2. Dalam praktek pelaksanaan pemilukada selama ini, dampak positif (mashlahah) yang diharapkan tidak selalu terbukti. Bahkan sebaliknya, dampak negatif (mafsadah), baik dalam proses maupun dalam produknya, telah terjadi dalam skala yang sangat mencemaskan.
3. Pendidikan politik yang diberikan kepada rakyat melalui pemilukada bukanlah pendidikan politik yang sehat, melainkan pendidikan politik yang buruk, antara lain berupa merebaknya money politics (risywah siyasiyyah). Biaya pemilukada menjadi sangat mahal, bukan hanya bagi negara, tetapi juga bagi para kandidat. Hal ini sangat potensial untuk menimbulkan korupsi, kolusi dan nepotisme (KKN). Banyaknya kepala daerah yang terlibat kasus korupsi, membuktikan kebenaran hal ini.
4. Harapan untuk memperoleh kepala daerah yang terbaik (ashlah) melalui pemilukada, lebih sering tidak terwujud dalam kenyataan. Sementara itu konflik horizontal akibat pemilukada telah menjadi kenyataan yang sangat memprihatinkan.

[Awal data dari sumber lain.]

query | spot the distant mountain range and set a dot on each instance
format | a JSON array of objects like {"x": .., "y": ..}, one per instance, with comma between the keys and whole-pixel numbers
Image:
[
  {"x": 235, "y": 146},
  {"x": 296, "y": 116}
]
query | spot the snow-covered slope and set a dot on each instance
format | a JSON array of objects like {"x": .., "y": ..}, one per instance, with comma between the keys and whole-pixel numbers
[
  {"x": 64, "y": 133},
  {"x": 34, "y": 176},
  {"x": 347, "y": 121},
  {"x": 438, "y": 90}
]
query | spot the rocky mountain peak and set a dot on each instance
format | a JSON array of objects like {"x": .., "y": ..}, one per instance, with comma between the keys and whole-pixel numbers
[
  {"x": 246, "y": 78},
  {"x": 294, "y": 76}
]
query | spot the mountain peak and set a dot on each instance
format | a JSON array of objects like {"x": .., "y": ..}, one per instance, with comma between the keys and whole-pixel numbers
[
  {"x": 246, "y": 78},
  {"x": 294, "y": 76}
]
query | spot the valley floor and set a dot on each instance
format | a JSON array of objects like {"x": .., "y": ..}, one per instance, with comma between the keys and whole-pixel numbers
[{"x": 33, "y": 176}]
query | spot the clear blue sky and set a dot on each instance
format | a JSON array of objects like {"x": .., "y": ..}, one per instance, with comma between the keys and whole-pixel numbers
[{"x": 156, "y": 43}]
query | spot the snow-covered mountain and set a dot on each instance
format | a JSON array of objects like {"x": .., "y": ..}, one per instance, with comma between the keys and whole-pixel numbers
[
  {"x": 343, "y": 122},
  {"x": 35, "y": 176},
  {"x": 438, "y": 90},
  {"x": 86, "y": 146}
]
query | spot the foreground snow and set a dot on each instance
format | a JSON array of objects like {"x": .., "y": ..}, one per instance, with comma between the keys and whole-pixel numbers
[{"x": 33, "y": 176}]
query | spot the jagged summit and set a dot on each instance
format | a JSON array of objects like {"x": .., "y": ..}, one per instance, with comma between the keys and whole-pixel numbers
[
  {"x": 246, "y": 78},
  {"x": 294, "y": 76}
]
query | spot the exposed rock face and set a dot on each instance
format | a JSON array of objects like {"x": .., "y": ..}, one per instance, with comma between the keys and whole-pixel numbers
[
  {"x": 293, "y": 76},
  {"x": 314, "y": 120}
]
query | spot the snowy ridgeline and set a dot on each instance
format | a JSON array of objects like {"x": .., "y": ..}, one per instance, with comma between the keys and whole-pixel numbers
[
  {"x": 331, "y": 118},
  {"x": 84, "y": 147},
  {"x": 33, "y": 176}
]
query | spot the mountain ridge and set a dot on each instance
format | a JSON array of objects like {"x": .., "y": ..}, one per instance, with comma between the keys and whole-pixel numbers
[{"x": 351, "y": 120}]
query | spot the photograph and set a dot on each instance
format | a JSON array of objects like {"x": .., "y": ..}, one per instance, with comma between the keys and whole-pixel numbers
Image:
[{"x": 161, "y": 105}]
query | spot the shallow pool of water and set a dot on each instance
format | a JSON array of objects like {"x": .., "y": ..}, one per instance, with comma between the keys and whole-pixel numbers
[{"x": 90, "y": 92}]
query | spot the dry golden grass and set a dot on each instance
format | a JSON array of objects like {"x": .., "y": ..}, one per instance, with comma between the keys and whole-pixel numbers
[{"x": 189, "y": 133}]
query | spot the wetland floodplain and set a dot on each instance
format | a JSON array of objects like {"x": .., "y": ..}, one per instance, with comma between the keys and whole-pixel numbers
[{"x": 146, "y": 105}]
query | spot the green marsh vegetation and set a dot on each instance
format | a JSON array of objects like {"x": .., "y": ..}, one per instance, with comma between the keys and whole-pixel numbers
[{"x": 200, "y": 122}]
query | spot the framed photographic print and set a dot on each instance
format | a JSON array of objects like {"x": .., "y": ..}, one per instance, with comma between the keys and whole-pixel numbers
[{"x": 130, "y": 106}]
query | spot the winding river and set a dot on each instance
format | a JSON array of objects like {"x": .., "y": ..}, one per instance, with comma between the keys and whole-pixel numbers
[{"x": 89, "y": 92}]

5. Mengingat mafsadah pemilukada merupakan mafsadah yang sudah nyata terjadi (muhaqqaqah), sedangkan mashlahahnya lebih sering maslahat semu (wahmiyyah), maka pemilukada wajib ditinjau kembali. Hal ini sesuai dengan kaidah fiqhiyyah:
درء المفاسد مقدم على جلب المصالح
“Menghilangkan kerusakan lebih utama daripada meraih kemaslahatan.” (Abdurrahman bin Abi Bakr as-Suyuthi, al-Asybah wa an-Nazha`ir, Bairut-Dar al-Kutub al-Ilmiyyah, 1403 H, h. 87).
6. Pemilihan kepala daerah (Pilkada) gubernur, bupati dan walikota melalui lembaga perwakilan (DPRD tingkat I dan DPRD tingkat II) layak untuk diberlakukan kembali, karena terbukti mafsadahnya lebih kecil daripada mafsadah pemilukada. Hal ini sejalan dengan prinsip hukum Islam tentang ditempuhnya madharat yang lebih ringan di antara dua madharat (irtikab akhaff al-dlararain) yang didasarkan pada kaidah fiqhiyyah:
اذا تعارض المفسدتان رعي اعظمهما ضررا بارتكاب اخفهما
“Apabila ada dua mafsadah saling bertentangan maka harus diperhatikan mafsadah yang lebih besar bahayanya dengan memilih mafsadah yang lebih ringan madlaratnya” (Abdurrahman bin Abi Bakr as-Suyuthi, al-Asybah wa an-Nazha`ir, Bairut-Dar al-Kutub al-„Ilmiyyah, 1403 H, h. 87).
Sumber: NU Online dengan beberapa tambahan.